WW’s Best of Portland Issue Has Always Served As a Break From the Chaos of the Moment. There Might Not Be a Better Time for It to Arrive.

A city’s true colors show themselves in the darkest hours, and ours have been showing all over the place.

Embroidery by Siren's Song Stitchery. IMAGE: Wesley Lapointe.

It’s Best Of time, in the worst of times.

The irony is not lost on us. An issue celebrating all the odd, awesome and inspirational stuff that makes Portland special couldn’t be more out of step with the current civic mood if the Cascadia subduction zone had opened up and swallowed the city whole.

Do we even need to explain? A pandemic is destroying lives and ravaging the local economy. Police and protesters are clashing nightly, and now the feds have joined the fray. Plus, there’s a presidential election coming up, where the best-case scenario is a return to the status quo pre-Trump and the worst is another four years of…gestures broadly.

So, who’s ready to celebrate?!

To be fair, though, it’s not like everything in Portland was roses and homemade kombucha before, especially not in the last few years. If it wasn’t tear gas burning your eyes, it was wildfire smoke. If it wasn’t cops and demonstrators fighting downtown, it was opposing political factions.
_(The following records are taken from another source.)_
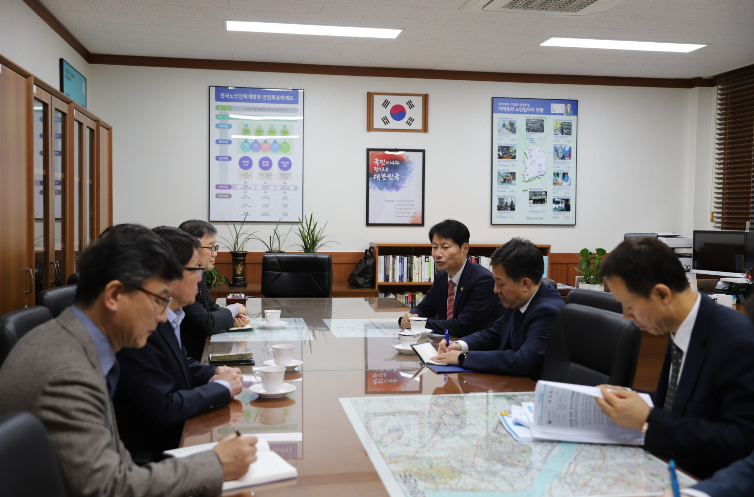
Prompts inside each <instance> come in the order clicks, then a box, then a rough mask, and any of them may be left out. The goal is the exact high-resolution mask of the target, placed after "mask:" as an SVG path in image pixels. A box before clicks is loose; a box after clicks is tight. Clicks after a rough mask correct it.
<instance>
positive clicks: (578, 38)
mask: <svg viewBox="0 0 754 497" xmlns="http://www.w3.org/2000/svg"><path fill="white" fill-rule="evenodd" d="M540 46H542V47H572V48H604V49H608V50H642V51H645V52H682V53H688V52H693V51H694V50H698V49H700V48H702V47H706V46H707V45H692V44H690V43H655V42H653V41H624V40H590V39H586V38H558V37H553V38H550V39H549V40H547V41H545V42H543V43H540Z"/></svg>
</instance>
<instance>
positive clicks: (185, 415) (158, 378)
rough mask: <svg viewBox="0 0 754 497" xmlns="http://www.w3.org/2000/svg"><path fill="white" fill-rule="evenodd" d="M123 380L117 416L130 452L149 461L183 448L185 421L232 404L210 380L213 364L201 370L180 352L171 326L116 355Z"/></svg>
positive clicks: (198, 364)
mask: <svg viewBox="0 0 754 497" xmlns="http://www.w3.org/2000/svg"><path fill="white" fill-rule="evenodd" d="M117 357H118V362H120V368H121V373H120V380H119V381H118V388H117V390H116V391H115V399H114V400H113V404H114V405H115V416H116V418H117V419H118V431H119V432H120V438H121V440H123V443H124V444H125V446H126V448H127V449H128V450H129V451H131V454H133V455H134V456H136V455H138V456H139V458H144V457H146V458H147V459H149V460H159V459H161V454H162V453H163V452H164V451H166V450H169V449H175V448H177V447H178V445H180V442H181V434H182V433H183V425H184V422H185V421H186V420H187V419H188V418H190V417H192V416H196V415H197V414H199V413H202V412H204V411H207V410H209V409H211V408H212V407H216V406H224V405H227V404H228V403H229V402H230V392H228V389H227V388H226V387H225V386H223V385H221V384H219V383H212V382H211V381H210V380H211V379H212V376H214V374H215V369H216V368H215V367H214V366H202V365H201V364H200V363H199V362H198V361H196V360H194V359H191V358H190V357H187V356H186V353H185V351H184V349H181V348H179V346H178V339H177V338H176V336H175V332H174V331H173V327H172V325H171V324H170V323H168V322H164V323H160V324H159V325H158V326H157V329H156V330H155V331H154V332H153V333H152V334H151V335H150V336H149V339H148V340H147V344H146V346H144V347H143V348H141V349H123V350H121V351H120V352H118V354H117Z"/></svg>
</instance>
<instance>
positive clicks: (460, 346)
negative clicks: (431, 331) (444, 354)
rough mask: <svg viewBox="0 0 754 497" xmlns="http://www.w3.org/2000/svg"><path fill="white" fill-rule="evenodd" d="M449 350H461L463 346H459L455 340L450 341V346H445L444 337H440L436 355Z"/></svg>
mask: <svg viewBox="0 0 754 497" xmlns="http://www.w3.org/2000/svg"><path fill="white" fill-rule="evenodd" d="M451 350H457V351H459V352H461V351H462V350H463V347H461V344H460V343H457V342H450V347H447V346H446V345H445V339H444V338H443V339H441V340H440V347H439V348H438V349H437V355H440V354H445V353H446V352H450V351H451Z"/></svg>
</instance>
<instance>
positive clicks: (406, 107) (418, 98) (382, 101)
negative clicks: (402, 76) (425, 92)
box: [367, 92, 429, 133]
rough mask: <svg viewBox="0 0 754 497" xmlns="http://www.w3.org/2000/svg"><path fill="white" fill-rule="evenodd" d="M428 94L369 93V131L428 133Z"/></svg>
mask: <svg viewBox="0 0 754 497" xmlns="http://www.w3.org/2000/svg"><path fill="white" fill-rule="evenodd" d="M428 112H429V95H428V94H426V93H372V92H369V93H367V131H402V132H410V133H426V132H427V131H428V129H429V128H428V119H427V116H428Z"/></svg>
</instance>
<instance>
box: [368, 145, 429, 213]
mask: <svg viewBox="0 0 754 497" xmlns="http://www.w3.org/2000/svg"><path fill="white" fill-rule="evenodd" d="M367 226H424V150H407V149H403V150H386V149H383V148H368V149H367Z"/></svg>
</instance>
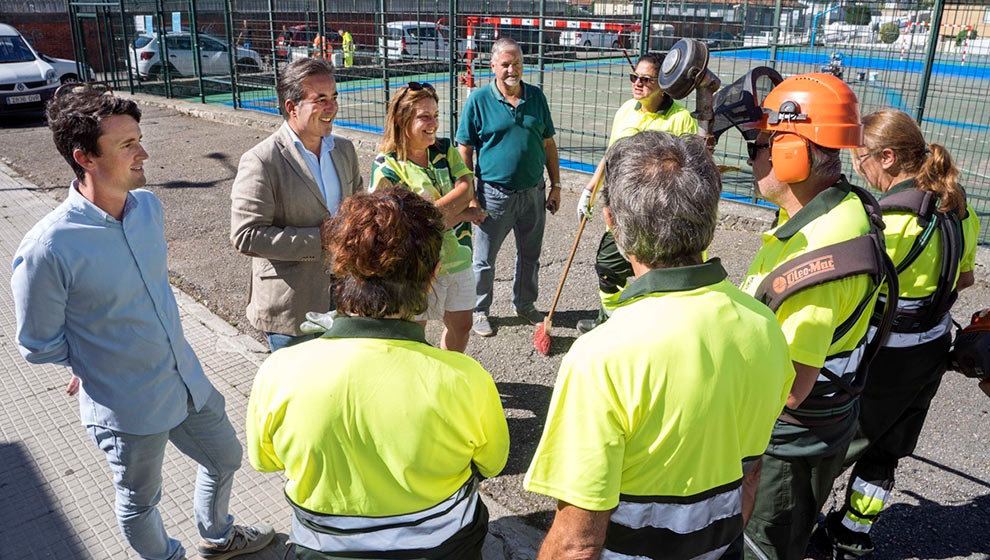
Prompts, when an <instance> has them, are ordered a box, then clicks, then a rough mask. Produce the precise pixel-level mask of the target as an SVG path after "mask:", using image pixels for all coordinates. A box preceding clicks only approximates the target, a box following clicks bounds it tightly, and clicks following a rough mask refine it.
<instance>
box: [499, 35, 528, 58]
mask: <svg viewBox="0 0 990 560" xmlns="http://www.w3.org/2000/svg"><path fill="white" fill-rule="evenodd" d="M513 49H515V51H516V52H518V53H519V54H520V55H522V49H521V48H519V43H517V42H516V40H515V39H512V38H511V37H499V38H498V39H496V40H495V42H494V43H492V60H494V59H495V57H496V56H498V55H500V54H502V53H503V52H505V51H510V50H513Z"/></svg>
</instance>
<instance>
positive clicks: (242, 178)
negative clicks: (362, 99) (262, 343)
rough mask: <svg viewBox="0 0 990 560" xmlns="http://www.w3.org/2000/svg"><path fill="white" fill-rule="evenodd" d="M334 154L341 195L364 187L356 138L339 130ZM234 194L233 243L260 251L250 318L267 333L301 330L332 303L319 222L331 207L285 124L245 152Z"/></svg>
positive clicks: (248, 304) (342, 199)
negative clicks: (320, 237) (270, 332)
mask: <svg viewBox="0 0 990 560" xmlns="http://www.w3.org/2000/svg"><path fill="white" fill-rule="evenodd" d="M330 156H331V157H332V158H333V165H334V167H335V168H336V169H337V177H338V178H339V179H340V186H341V191H343V192H342V193H341V200H343V199H344V198H346V197H348V196H350V195H352V194H354V193H355V192H358V191H361V190H362V189H363V188H364V180H363V179H362V177H361V171H360V169H359V167H358V161H357V154H356V153H355V152H354V144H352V143H351V142H350V141H349V140H346V139H344V138H341V137H340V136H336V135H334V149H333V151H332V152H330ZM230 200H231V205H230V242H231V243H233V245H234V247H235V248H236V249H237V250H238V251H240V252H241V253H243V254H245V255H248V256H251V257H254V258H253V259H251V289H250V292H249V293H248V307H247V316H248V320H249V321H251V324H252V325H254V327H255V328H257V329H259V330H262V331H266V332H275V333H281V334H288V335H293V336H298V335H301V334H302V331H301V330H299V325H300V324H301V323H302V322H303V321H304V320H305V318H306V312H307V311H327V310H328V309H329V307H330V291H329V288H330V275H329V272H328V270H327V264H326V262H325V260H326V259H325V258H324V254H323V249H322V245H321V242H320V224H321V223H322V222H323V221H324V220H325V219H327V218H329V217H330V212H329V211H328V210H327V205H326V201H325V200H324V198H323V193H322V192H320V187H319V185H317V184H316V180H315V179H313V176H312V174H311V173H310V171H309V168H308V167H306V161H305V160H304V159H303V158H302V155H300V154H299V150H297V149H296V147H295V145H294V144H293V140H292V136H291V135H290V134H289V132H288V130H286V126H285V125H283V126H281V127H279V129H278V130H277V131H276V132H275V133H274V134H272V135H271V136H269V137H268V138H266V139H265V140H262V141H261V143H259V144H258V145H257V146H255V147H254V148H251V149H250V150H249V151H248V152H246V153H245V154H244V155H243V156H241V162H240V165H239V166H238V167H237V177H236V178H234V186H233V188H232V189H231V192H230Z"/></svg>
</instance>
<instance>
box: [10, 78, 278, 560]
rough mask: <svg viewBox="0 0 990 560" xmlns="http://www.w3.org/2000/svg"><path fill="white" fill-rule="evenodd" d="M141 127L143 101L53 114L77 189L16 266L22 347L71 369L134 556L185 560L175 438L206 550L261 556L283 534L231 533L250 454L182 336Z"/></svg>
mask: <svg viewBox="0 0 990 560" xmlns="http://www.w3.org/2000/svg"><path fill="white" fill-rule="evenodd" d="M140 119H141V112H140V110H139V109H138V108H137V105H136V104H135V103H134V102H133V101H129V100H124V99H120V98H117V97H114V96H112V95H108V94H104V93H102V92H100V91H95V90H92V89H90V88H87V87H85V86H80V87H78V88H75V89H73V90H71V91H69V92H67V93H65V94H64V95H60V96H58V97H56V98H55V99H53V100H52V102H51V103H50V104H49V106H48V122H49V125H50V126H51V129H52V133H53V137H54V139H55V144H56V147H57V148H58V150H59V152H60V153H61V154H62V156H63V157H64V158H65V159H66V161H68V163H69V165H70V166H71V167H72V169H73V171H74V173H75V174H76V177H77V178H76V180H74V181H73V182H72V185H71V186H70V187H69V193H68V197H67V198H66V200H65V201H64V202H63V203H62V204H60V205H59V206H58V208H56V209H55V210H53V211H52V212H51V213H49V214H48V215H47V216H45V218H43V219H42V220H41V221H40V222H38V223H37V224H35V226H34V227H33V228H31V230H30V231H29V232H28V233H27V235H25V236H24V239H23V240H22V241H21V244H20V246H19V247H18V249H17V253H16V254H15V256H14V262H13V275H12V277H11V289H12V292H13V295H14V310H15V314H16V317H17V344H18V348H19V350H20V352H21V354H22V355H23V356H24V357H25V358H26V359H27V360H28V361H29V362H32V363H56V364H60V365H65V366H69V367H71V368H72V373H73V374H74V376H75V377H74V378H73V381H72V382H71V383H70V389H69V392H70V394H74V393H75V392H76V391H79V409H80V416H81V417H82V422H83V424H84V425H85V426H86V430H87V432H88V433H89V435H90V437H91V438H92V439H93V441H94V442H95V443H96V444H97V445H98V446H99V447H100V449H101V450H102V451H103V452H104V453H106V456H107V460H108V462H109V464H110V470H111V471H112V472H113V478H114V486H115V487H116V490H117V499H116V514H117V521H118V524H119V525H120V529H121V531H122V532H123V534H124V537H125V538H126V539H127V542H128V543H129V544H130V545H131V547H132V548H133V549H134V550H135V551H136V552H137V553H138V554H139V555H140V556H141V557H142V558H146V559H151V560H178V559H180V558H185V550H184V549H183V547H182V544H181V543H180V542H179V541H177V540H175V539H170V538H169V537H168V535H167V534H166V533H165V527H164V525H163V524H162V518H161V515H160V514H159V513H158V509H157V504H158V501H159V500H160V499H161V478H162V477H161V469H162V460H163V457H164V454H165V444H166V443H167V442H168V441H171V442H172V443H173V444H174V445H175V446H176V447H177V448H179V450H180V451H182V452H183V453H185V454H186V455H188V456H189V457H191V458H192V459H194V460H195V461H196V462H197V463H199V465H200V467H199V472H198V475H197V477H196V489H195V500H194V514H195V517H196V524H197V528H198V529H199V533H200V536H201V537H202V538H203V541H202V542H201V543H200V545H199V547H198V552H199V554H200V556H201V557H202V558H206V559H212V560H222V559H226V558H232V557H234V556H238V555H241V554H246V553H249V552H254V551H257V550H260V549H262V548H264V547H265V546H267V544H268V543H269V542H270V541H271V540H272V537H273V536H274V532H273V531H272V529H271V528H270V527H267V526H264V525H257V526H252V527H248V526H240V525H234V523H233V522H234V519H233V517H232V516H231V515H230V514H229V513H228V511H227V504H228V501H229V499H230V491H231V486H232V484H233V477H234V472H235V471H237V469H238V468H239V467H240V464H241V445H240V443H239V442H238V441H237V436H236V434H235V433H234V428H233V426H231V424H230V421H229V420H228V418H227V414H226V411H225V409H224V399H223V396H222V395H220V393H219V392H217V390H216V389H215V388H214V387H213V385H211V384H210V382H209V380H207V379H206V376H205V375H204V373H203V368H202V367H201V366H200V363H199V360H198V359H197V358H196V355H195V354H194V353H193V350H192V347H191V346H190V345H189V343H188V342H186V339H185V337H184V336H183V334H182V324H181V322H180V320H179V309H178V306H177V305H176V302H175V298H174V296H173V295H172V291H171V287H170V286H169V283H168V271H167V268H166V247H165V231H164V226H165V221H164V214H163V212H162V205H161V202H159V200H158V199H157V198H156V197H155V195H153V194H152V193H150V192H149V191H146V190H143V189H140V187H142V186H143V185H144V183H145V177H144V161H145V160H146V159H147V158H148V154H147V153H146V152H145V151H144V148H142V147H141V128H140V126H139V124H138V122H139V121H140Z"/></svg>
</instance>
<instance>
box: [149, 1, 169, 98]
mask: <svg viewBox="0 0 990 560" xmlns="http://www.w3.org/2000/svg"><path fill="white" fill-rule="evenodd" d="M152 21H158V58H159V60H161V64H162V68H161V71H160V72H159V74H160V75H161V78H162V80H163V81H164V84H165V97H168V98H171V97H172V79H171V78H172V71H171V70H170V67H171V66H172V65H171V64H169V62H168V33H166V31H165V7H164V6H163V4H162V0H158V1H157V2H155V17H154V19H153V20H152ZM152 33H154V29H152Z"/></svg>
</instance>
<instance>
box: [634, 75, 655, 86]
mask: <svg viewBox="0 0 990 560" xmlns="http://www.w3.org/2000/svg"><path fill="white" fill-rule="evenodd" d="M629 81H630V82H632V83H634V84H635V83H638V82H642V83H644V84H646V85H650V82H655V81H657V79H656V77H654V76H640V75H639V74H629Z"/></svg>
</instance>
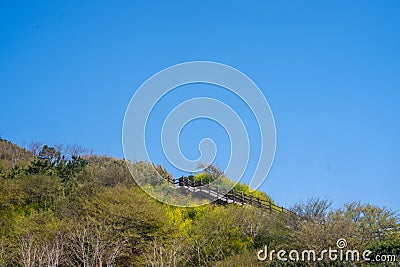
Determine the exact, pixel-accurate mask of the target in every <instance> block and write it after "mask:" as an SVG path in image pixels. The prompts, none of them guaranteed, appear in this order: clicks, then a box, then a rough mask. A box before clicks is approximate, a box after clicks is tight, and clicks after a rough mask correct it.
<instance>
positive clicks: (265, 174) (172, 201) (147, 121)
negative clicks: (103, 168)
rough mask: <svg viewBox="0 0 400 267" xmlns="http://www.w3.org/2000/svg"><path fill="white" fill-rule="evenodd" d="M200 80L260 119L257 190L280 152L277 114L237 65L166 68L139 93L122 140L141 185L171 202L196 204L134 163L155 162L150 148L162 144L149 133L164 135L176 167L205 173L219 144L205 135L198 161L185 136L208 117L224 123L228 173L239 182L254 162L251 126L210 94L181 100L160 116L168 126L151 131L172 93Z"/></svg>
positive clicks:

And if it wasn’t COVID-19 closing your favorite bar, it was a developer from California.

Even in the “best of times,” our Best of Portland issue has served as a brief respite from the chaos of the moment—the time each year when we pause even our own cynicism and remember what it was that drew us here and why we’ve never left. In that way, there might not be a better time for this issue to arrive than right now.

And, as it turns out, there is a lot to celebrate.

A city’s true colors show themselves in the darkest hours, and ours have been showing all over the place, whether it’s the artist designing protective bandannas for the houseless, the street magician giving socially distant performances outside apartment buildings, or the opera singer who brought a group of protesters to tears with a rendition of “Stand By Me.”

Our annual Readers’ Poll is itself an example of how this city steps up when the shit goes down: With small businesses in an unprecedented struggle for survival, thousands of voters poured onto our website to express support for the institutions that matter most to them.

And then, of course, there’s just the weird stuff—like the dude whose taxidermied dog became an internet sensation, or the couple who’s made it their mission to find loving homes for all the creepy toys of the world.

We should never forget the reasons why people are taking to the street every night, nor should we forget to wear a goddamn mask when we go out in public. But we should also remember that this, too, shall pass. And whenever it does, we’ll still have Portland—a city that’s at once playful and principled, ingenious and ridiculous, and unlike anywhere else.